Si esa primera parte fue tan espléndida como un tanto breve, la segunda tenía como plato principal y convocante la extensa Sinfonía Nº5 de Mahler. Y acá el "recato" inglés dio paso a una interpretación vehemente, intensa, turbulenta y sobradamente poética de una obra paradigmática del romanticismo tardío. Desde el solo inicial de la trompeta hasta el ultimísimo y penetrante acorde final, Mahler gozó de una interpretación fenomenal. Claro, para poder desplegar sus concepciones y sus convencimientos, Rattle contó con una orquesta superlativa.
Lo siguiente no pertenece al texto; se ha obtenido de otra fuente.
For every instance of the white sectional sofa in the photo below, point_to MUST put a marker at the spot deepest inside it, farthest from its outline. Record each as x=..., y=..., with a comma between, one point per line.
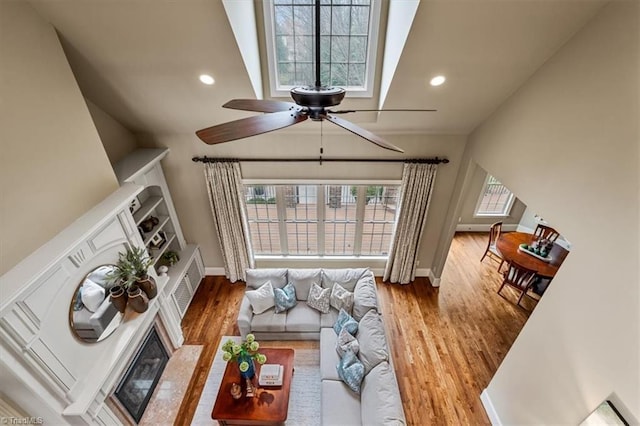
x=378, y=402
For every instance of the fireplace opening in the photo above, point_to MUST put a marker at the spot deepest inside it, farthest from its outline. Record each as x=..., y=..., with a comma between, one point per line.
x=142, y=376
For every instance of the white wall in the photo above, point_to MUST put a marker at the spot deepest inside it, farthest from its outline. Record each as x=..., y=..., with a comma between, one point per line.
x=193, y=206
x=47, y=138
x=579, y=115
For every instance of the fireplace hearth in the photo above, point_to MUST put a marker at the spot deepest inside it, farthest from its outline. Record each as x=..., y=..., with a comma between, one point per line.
x=142, y=376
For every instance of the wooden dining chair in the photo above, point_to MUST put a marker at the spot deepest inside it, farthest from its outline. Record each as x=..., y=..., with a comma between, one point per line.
x=519, y=278
x=491, y=250
x=545, y=232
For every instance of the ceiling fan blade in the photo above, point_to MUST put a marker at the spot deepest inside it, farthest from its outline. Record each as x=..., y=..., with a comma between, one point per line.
x=260, y=105
x=250, y=126
x=346, y=111
x=362, y=132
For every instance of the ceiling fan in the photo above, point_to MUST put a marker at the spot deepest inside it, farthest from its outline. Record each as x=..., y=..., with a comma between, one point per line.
x=310, y=102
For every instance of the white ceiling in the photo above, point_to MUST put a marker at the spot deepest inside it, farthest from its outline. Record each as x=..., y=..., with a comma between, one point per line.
x=139, y=60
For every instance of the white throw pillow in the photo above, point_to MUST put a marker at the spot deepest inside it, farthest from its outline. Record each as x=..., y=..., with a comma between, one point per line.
x=319, y=298
x=341, y=298
x=262, y=298
x=92, y=295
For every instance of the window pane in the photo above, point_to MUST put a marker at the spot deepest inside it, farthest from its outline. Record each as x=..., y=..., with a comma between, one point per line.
x=303, y=20
x=359, y=21
x=283, y=20
x=358, y=49
x=262, y=216
x=301, y=219
x=356, y=75
x=496, y=198
x=379, y=219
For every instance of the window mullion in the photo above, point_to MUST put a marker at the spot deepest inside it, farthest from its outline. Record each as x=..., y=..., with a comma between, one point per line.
x=321, y=207
x=361, y=201
x=282, y=216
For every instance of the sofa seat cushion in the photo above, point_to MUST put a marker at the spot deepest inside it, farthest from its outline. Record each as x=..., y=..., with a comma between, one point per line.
x=302, y=318
x=364, y=297
x=302, y=280
x=380, y=396
x=328, y=356
x=329, y=319
x=340, y=406
x=269, y=321
x=257, y=277
x=372, y=340
x=347, y=277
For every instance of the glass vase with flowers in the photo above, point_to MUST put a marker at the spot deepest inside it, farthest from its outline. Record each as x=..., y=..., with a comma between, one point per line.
x=244, y=353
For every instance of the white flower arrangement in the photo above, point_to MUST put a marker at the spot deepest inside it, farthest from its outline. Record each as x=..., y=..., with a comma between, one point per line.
x=232, y=351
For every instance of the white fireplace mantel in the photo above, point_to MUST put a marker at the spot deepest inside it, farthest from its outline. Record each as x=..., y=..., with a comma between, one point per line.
x=38, y=349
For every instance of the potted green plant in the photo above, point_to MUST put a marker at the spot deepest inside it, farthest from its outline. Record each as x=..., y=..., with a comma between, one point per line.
x=170, y=258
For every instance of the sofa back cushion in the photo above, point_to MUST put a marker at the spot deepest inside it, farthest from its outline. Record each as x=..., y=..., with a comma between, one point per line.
x=346, y=277
x=380, y=398
x=365, y=297
x=257, y=277
x=372, y=340
x=302, y=280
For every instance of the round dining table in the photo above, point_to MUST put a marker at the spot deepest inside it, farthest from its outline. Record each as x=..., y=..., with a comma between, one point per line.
x=508, y=245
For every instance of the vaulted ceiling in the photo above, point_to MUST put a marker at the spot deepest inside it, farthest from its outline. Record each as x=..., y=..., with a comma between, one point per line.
x=139, y=60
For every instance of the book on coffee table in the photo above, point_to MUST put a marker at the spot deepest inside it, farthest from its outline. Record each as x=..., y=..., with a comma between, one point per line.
x=270, y=375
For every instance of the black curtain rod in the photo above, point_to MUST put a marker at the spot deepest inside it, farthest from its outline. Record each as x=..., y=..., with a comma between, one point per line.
x=435, y=160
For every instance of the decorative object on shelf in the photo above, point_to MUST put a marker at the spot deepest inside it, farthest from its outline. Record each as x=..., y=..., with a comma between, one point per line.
x=236, y=391
x=531, y=252
x=170, y=257
x=132, y=269
x=137, y=299
x=158, y=240
x=135, y=205
x=251, y=389
x=148, y=224
x=118, y=298
x=244, y=354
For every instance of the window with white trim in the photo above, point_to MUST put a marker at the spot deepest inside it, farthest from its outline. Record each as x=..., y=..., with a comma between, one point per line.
x=495, y=199
x=321, y=219
x=348, y=44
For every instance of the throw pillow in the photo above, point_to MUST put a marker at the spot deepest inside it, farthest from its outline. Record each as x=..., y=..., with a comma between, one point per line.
x=351, y=371
x=285, y=298
x=345, y=342
x=319, y=298
x=262, y=298
x=341, y=298
x=92, y=295
x=345, y=321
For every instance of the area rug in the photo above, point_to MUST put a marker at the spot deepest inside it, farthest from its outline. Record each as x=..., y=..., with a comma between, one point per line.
x=304, y=400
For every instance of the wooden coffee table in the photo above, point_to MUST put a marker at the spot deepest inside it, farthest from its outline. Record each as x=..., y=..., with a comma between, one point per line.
x=268, y=407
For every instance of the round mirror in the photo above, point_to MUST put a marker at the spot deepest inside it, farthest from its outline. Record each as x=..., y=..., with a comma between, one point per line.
x=92, y=316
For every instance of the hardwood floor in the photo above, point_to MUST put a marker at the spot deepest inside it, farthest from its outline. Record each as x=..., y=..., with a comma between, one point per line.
x=446, y=342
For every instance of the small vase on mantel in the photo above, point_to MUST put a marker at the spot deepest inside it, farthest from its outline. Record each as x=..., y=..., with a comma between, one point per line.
x=148, y=285
x=137, y=299
x=118, y=298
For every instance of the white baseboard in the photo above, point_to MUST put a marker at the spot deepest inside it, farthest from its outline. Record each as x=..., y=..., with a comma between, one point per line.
x=489, y=408
x=473, y=227
x=214, y=270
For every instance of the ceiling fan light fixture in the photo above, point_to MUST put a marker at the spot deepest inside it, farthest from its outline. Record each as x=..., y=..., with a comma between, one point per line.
x=206, y=79
x=438, y=80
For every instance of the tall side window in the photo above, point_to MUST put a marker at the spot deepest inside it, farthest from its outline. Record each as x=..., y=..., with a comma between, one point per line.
x=495, y=199
x=319, y=219
x=348, y=43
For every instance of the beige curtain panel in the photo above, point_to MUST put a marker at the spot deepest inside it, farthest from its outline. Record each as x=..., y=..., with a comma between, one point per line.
x=415, y=194
x=229, y=215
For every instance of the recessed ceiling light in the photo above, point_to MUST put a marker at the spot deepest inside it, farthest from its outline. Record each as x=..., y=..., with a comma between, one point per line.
x=438, y=80
x=207, y=79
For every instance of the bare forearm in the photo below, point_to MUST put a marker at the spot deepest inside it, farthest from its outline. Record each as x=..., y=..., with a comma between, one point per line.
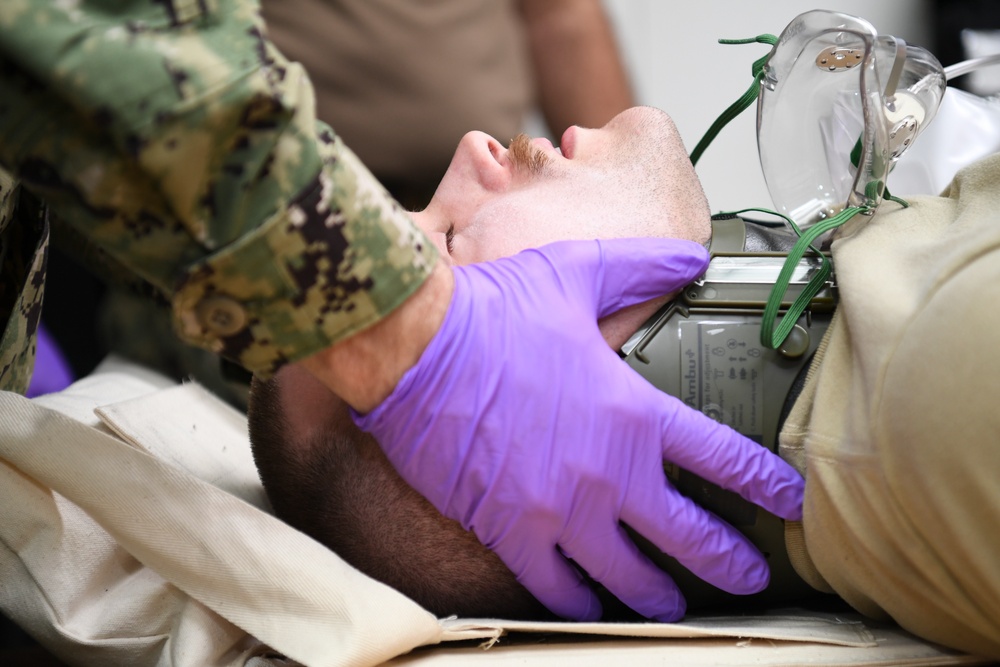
x=365, y=368
x=579, y=71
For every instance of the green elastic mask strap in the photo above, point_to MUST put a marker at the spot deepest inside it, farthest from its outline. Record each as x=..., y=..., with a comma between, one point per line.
x=856, y=158
x=772, y=332
x=737, y=107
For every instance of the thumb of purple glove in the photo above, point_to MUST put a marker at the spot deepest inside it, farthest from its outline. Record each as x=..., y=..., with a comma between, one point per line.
x=522, y=424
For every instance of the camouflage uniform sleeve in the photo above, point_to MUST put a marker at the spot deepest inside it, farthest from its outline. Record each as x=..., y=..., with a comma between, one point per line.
x=173, y=135
x=23, y=252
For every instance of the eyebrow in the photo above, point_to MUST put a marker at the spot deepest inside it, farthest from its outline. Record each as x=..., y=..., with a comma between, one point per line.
x=523, y=155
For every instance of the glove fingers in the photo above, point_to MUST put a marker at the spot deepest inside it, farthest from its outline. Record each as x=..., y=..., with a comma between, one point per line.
x=555, y=583
x=637, y=270
x=719, y=454
x=615, y=561
x=712, y=549
x=609, y=275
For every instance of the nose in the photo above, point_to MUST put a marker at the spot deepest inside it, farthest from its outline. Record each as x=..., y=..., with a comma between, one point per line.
x=482, y=157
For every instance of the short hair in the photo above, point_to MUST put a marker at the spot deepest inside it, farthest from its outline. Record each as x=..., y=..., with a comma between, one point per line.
x=340, y=489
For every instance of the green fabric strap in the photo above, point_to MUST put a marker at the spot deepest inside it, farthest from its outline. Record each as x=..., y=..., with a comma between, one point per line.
x=737, y=107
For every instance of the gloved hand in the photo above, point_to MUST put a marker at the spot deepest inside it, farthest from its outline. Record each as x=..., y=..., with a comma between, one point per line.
x=522, y=424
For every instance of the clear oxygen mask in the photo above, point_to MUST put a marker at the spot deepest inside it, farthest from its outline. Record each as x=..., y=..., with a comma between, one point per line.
x=838, y=105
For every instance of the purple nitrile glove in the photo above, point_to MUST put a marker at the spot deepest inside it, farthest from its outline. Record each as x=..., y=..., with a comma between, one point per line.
x=522, y=424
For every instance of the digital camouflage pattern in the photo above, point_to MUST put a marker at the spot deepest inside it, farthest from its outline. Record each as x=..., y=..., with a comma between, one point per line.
x=23, y=251
x=175, y=137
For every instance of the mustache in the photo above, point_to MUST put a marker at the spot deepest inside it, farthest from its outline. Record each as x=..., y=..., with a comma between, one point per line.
x=526, y=157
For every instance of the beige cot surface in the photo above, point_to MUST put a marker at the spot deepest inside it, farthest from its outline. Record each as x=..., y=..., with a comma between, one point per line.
x=137, y=533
Fue interesante contemplar que en el primer movimiento, una profunda marcha fúnebre, Rattle no profundizó en el consabido pathos romántico -esa noción tan inasible como esencial que hace al dolor primordial del romanticismo-, sino que ofreció una lectura general más calma y sumamente lírica, una aproximación lícita y apropiada cuando es llevada con tanta precisión y certidumbre. El tormentoso segundo movimiento fue un drama intenso, muy cercano a las interpretaciones categóricas de las orquestas austroalemanas, mientras que el tercero, el "Scherzo", fue un despliegue admirable para relatar las mil historias que, tras la mordacidad inicial, conviven con salud y armonía. El celebérrimo "Adagietto" para cuerdas pasó poético y sensible y todo concluyó con un Rondó final apabullante y, al mismo tiempo, extremadamente claro y contundente.

El griterío, los aplausos, los chiflidos y el tumulto estallaron arrolladores y dieron pie a una pieza fuera de programa que fue un broche maravilloso. Para dar prueba, una vez más, de todos los talentos del director y de la orquesta, Rattle dirigió el final de la suite de 1945 de El pájaro de fuego, de Stravinsky. Con la "Canción de cuna" coqueteó extraordinariamente con el sonido más impalpable, mientras que con la alegría general del "Retorno a la vida de los petrificados" confluyeron en feliz eufonía todos los estrépitos y todas las disonancias. Así, el objetivo logró su consumación: Rattle y sus londinenses construyeron un concierto insuperable. Y además, inolvidable.